Zander Moricz says he’s always had a good relationship with the principal at Pine View School. But when the Florida high school student sat down with the administrator two weeks ago, the tone of the conversation shook him.
The principal, Stephen Covert, wanted to deter the senior class president from discussing his activism in a graduation speech, and for the teen to stay away from an ongoing lawsuit challenging Florida’s “don’t say gay” law, Moricz tells The Advocate.
“It was so shocking, as I know that I believe that as a human being, Dr. Covert is someone who would support what I'm doing and support these rights,” Moricz says. “This law is so effective in turning people into vehicles of oppression that he was unrecognizable in that meeting.”
Moricz, Pine View School’s first gay class president, is one of the individual plaintiffs in the federal lawsuit challenging Florida’s law, which prohibits instruction on sexual orientation and gender identity in kindergarten through third-grade classrooms and requires the topics to be handled at any grade level in an age-appropriate way. For Moricz, the conversation with Covert demonstrated that the vagueness of the law will ensure educators are afraid to discuss matters important to queer students of any age. Technically, the law won’t go into effect until July, but already it's frightening educators.
Covert did not return calls from The Advocate Tuesday or Wednesday.
Moricz notably went public with his story the same day news broke that another Florida high school would censor a yearbook spread about a student protest against the state's “don’t say gay” law. That school district reversed its decision over the yearbook after widespread criticism over the decision.
The two stories seem to further arguments that even before officially going into effect, the law has chipped away at the ability to publicly express support for gay and transgender rights.
To Moricz, that’s a discouraging trend. When he attended Pine View in middle school, the school took a then-controversial stance to allow transgender students the right to use a bathroom corresponding to their gender identity. Covert then also initially turned down a student's request to do so but sided with equality in the end.
Moricz has met regularly with the principal since being elected class president, but he said the meeting over the graduation speech took him by surprise.

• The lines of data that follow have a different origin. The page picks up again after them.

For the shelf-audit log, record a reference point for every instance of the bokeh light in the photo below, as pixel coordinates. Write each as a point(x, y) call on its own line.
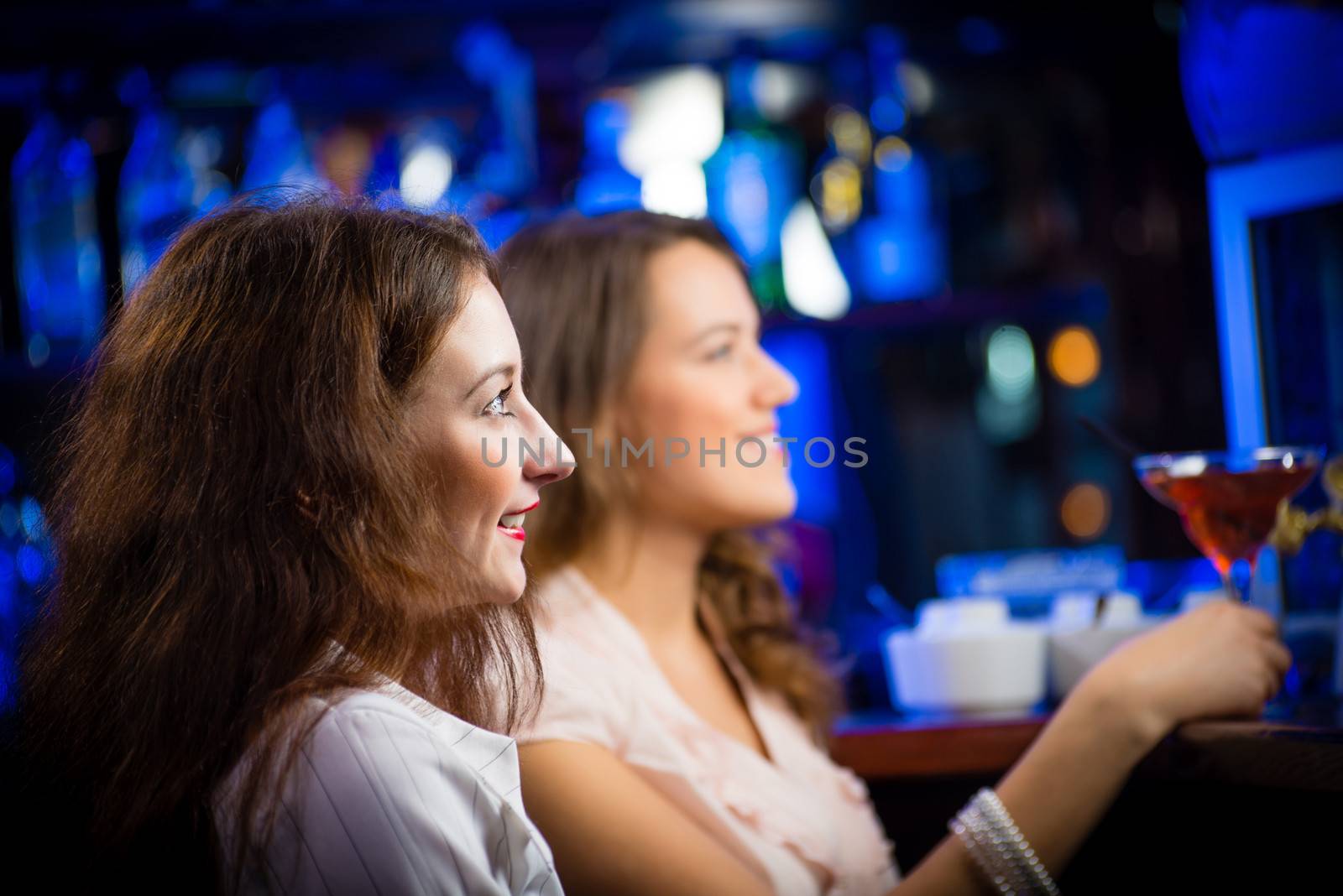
point(1085, 511)
point(1074, 357)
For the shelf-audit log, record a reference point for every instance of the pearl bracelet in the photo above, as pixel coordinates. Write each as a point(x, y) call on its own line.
point(998, 847)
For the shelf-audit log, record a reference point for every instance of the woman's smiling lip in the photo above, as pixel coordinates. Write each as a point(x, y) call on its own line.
point(516, 533)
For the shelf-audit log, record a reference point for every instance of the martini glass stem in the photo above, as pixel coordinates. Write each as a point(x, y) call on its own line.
point(1237, 580)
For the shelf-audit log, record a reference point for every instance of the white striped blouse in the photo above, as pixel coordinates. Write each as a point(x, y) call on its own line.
point(394, 795)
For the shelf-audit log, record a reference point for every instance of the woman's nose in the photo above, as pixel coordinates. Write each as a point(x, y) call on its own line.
point(778, 387)
point(551, 461)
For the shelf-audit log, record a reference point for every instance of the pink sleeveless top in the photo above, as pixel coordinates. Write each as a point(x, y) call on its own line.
point(799, 820)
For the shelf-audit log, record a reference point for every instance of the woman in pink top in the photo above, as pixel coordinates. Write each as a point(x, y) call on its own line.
point(680, 743)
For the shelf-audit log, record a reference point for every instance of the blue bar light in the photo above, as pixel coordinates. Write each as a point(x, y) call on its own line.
point(57, 251)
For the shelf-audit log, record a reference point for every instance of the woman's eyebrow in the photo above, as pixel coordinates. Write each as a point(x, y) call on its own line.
point(508, 367)
point(709, 331)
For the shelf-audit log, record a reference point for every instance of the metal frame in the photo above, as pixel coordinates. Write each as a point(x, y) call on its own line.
point(1237, 195)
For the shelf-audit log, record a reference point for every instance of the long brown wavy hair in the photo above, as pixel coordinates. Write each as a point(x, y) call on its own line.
point(235, 490)
point(575, 289)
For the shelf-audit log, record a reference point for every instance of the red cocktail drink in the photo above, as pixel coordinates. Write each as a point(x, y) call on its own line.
point(1228, 501)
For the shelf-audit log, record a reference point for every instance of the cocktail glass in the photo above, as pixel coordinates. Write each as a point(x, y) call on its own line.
point(1228, 499)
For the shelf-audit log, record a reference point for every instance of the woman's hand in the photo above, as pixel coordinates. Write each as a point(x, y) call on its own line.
point(1222, 659)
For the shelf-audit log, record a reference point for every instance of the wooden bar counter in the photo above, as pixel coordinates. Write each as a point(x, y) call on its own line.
point(1237, 806)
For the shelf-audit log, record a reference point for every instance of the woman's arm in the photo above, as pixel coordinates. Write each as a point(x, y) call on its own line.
point(1220, 660)
point(613, 833)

Covert, by Moricz’s telling, informed him activism would not be welcomed at the ceremony, and in fact, microphones would be turned off if the graduating student violated that directive.
“It felt dystopian because I had to sit there and listen to someone tell me — and I am the first gay class president, and this makes it incredibly clear as to why — that a discussion about who I am and the fact I am who I am is OK would be an inappropriate thing for school,” Moricz says.

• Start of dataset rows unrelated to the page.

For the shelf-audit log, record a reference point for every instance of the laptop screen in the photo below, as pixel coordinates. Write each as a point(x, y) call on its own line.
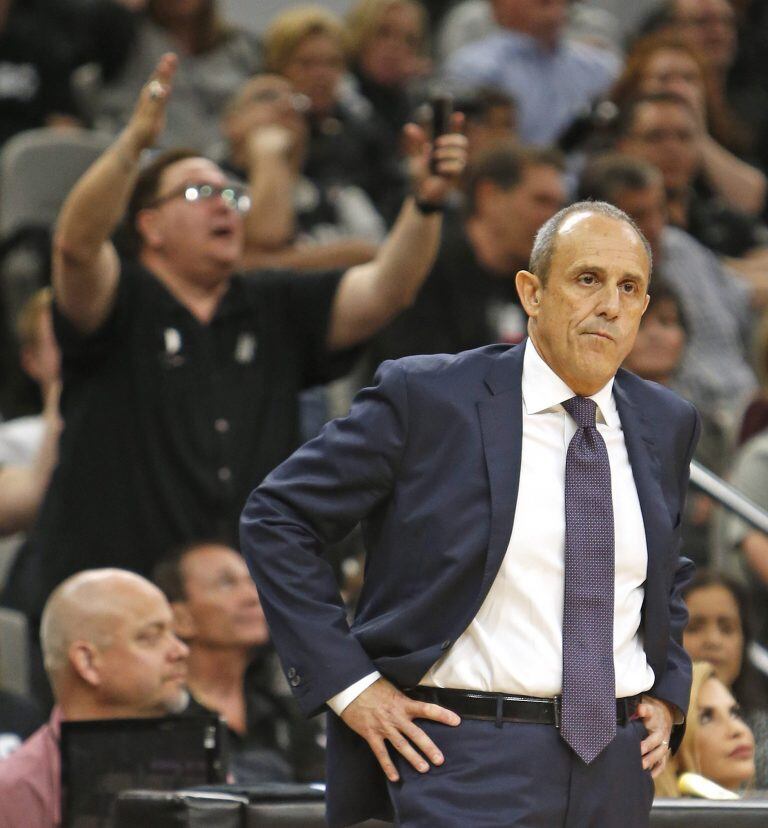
point(99, 759)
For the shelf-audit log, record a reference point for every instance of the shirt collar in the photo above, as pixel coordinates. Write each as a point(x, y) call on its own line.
point(543, 389)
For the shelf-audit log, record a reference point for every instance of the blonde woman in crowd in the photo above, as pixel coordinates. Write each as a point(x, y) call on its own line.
point(718, 743)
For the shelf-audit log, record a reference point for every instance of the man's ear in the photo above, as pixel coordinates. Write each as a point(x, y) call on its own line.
point(148, 228)
point(529, 290)
point(83, 657)
point(183, 623)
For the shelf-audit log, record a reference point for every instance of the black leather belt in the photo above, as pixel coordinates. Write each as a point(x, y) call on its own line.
point(497, 707)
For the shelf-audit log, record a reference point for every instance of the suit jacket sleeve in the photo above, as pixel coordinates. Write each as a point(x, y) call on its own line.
point(675, 683)
point(316, 497)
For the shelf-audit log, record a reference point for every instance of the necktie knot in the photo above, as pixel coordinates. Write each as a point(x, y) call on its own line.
point(583, 410)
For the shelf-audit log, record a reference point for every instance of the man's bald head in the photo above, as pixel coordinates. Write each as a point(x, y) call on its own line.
point(109, 647)
point(87, 606)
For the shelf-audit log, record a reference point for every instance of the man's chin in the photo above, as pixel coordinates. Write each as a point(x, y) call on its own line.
point(178, 703)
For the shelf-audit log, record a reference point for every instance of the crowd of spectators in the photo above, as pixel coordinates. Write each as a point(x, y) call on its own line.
point(271, 218)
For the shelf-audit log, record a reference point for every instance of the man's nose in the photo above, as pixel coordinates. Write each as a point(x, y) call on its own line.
point(609, 301)
point(179, 650)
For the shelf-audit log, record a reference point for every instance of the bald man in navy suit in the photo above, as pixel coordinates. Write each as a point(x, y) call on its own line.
point(453, 693)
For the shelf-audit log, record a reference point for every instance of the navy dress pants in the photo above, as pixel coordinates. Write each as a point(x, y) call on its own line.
point(523, 776)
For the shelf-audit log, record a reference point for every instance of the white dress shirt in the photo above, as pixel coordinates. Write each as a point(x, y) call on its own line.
point(514, 643)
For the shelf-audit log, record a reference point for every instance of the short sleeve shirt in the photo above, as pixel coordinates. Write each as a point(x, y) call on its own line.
point(169, 423)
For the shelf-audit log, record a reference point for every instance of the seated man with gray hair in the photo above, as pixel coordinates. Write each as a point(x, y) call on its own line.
point(110, 652)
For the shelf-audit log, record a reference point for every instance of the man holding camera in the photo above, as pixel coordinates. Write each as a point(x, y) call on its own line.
point(181, 376)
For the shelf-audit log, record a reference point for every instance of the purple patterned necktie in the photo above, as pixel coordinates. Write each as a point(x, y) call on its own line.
point(588, 720)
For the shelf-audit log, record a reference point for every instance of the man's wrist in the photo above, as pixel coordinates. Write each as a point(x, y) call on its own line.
point(341, 701)
point(428, 208)
point(127, 151)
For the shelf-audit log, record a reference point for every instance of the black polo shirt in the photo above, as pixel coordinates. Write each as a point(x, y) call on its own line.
point(170, 423)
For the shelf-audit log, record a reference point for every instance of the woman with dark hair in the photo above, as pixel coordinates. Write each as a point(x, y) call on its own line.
point(719, 631)
point(664, 63)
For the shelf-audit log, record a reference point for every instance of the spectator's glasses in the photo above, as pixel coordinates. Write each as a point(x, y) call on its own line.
point(296, 101)
point(235, 196)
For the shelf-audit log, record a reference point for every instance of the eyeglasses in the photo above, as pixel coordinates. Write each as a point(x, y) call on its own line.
point(235, 196)
point(297, 102)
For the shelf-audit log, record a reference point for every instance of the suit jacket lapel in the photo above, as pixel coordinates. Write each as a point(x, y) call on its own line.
point(646, 469)
point(501, 424)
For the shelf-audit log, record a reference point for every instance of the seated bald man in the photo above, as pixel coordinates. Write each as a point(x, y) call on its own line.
point(110, 652)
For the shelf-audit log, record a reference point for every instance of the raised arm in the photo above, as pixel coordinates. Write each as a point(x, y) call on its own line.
point(22, 487)
point(85, 265)
point(372, 294)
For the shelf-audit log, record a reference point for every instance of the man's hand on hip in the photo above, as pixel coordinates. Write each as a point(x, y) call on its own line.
point(381, 713)
point(657, 718)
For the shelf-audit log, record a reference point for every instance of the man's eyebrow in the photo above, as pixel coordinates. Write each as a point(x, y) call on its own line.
point(586, 265)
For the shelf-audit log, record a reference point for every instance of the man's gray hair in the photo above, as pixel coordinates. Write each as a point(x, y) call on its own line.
point(546, 238)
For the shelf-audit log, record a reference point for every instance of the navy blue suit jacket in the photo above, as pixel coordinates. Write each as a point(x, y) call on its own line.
point(429, 460)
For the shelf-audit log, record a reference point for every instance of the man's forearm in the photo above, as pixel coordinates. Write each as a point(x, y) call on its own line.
point(270, 223)
point(370, 295)
point(406, 257)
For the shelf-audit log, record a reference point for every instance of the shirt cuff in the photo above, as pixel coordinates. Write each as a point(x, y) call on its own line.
point(341, 701)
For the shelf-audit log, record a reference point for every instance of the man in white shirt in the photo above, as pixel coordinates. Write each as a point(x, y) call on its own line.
point(522, 590)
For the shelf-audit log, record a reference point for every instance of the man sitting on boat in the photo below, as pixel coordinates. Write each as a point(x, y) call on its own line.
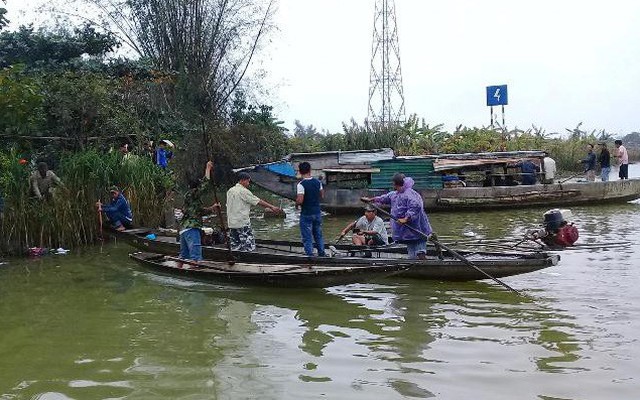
point(239, 202)
point(118, 211)
point(368, 230)
point(407, 208)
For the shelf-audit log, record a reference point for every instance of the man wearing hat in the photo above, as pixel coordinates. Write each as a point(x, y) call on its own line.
point(604, 158)
point(118, 210)
point(368, 230)
point(239, 202)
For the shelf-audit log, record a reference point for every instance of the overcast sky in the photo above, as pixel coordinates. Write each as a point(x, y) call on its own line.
point(564, 61)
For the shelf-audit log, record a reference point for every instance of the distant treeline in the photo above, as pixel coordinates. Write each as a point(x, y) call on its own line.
point(62, 101)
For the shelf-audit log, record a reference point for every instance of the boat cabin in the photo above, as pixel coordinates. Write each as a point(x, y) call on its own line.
point(373, 169)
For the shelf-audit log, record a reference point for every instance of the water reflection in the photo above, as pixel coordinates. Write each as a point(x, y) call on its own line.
point(95, 326)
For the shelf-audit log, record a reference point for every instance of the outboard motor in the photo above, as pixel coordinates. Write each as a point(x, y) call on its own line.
point(553, 219)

In a statement to public radio station WUSF, the Sarasota School District told the outlet that the schools in the district review students' speeches. It said that Covert did meet with Moricz about the expectations of his speech and noted that Moricz's speech had not been reviewed yet. District representatives added that graduation wasn't for "personal political statement." WUSF reports the district also said that action may be taken if the speech doesn't meet these expectations.
Moricz led a protest of the “don’t say gay” legislation himself earlier this year. He’s been active politically and involved with groups like Equality Florida, which is why he ended up a plaintiff in the lawsuit.
Equality Florida expressed its own support for the senior in a statement.
“The censoring of students is the inevitable consequence of DeSantis' anti-freedom agenda to curb free speech, propagandize school curriculums, and monitor classroom conversations, private workplaces, and doctor's offices all in service to his Presidential ambitions,” the statement reads. “This chilling effect ultimately goes well beyond intrusion into classrooms and graduation stages. Books that include gay parents or any LGBTQ+ characters are being challenged and yanked from school bookshelves. Even And Tango Makes Three, the true story of two penguins raising a chick together at a zoo has been challenged as 'obscene' because the adult penguins are both male. This forced erasure of a monumental part of the school year is more evidence that DeSantis' agenda is having its intended effect.”
At the same time, teachers and students alike have expressed concern to Moricz about the potential mess that could unfurl. Now he’s faced with a choice. He could defy the directive, but that runs the risk of disrupting graduation for his entire class.
“My priority will continue to be as it has been, which is to fight for my rights and to fight for human rights,” Moricz says. “But I will be balancing that with the awareness that something hundreds of my friends have worked for four years is at risk now and that could be taken away from them — and I will not let that happen.”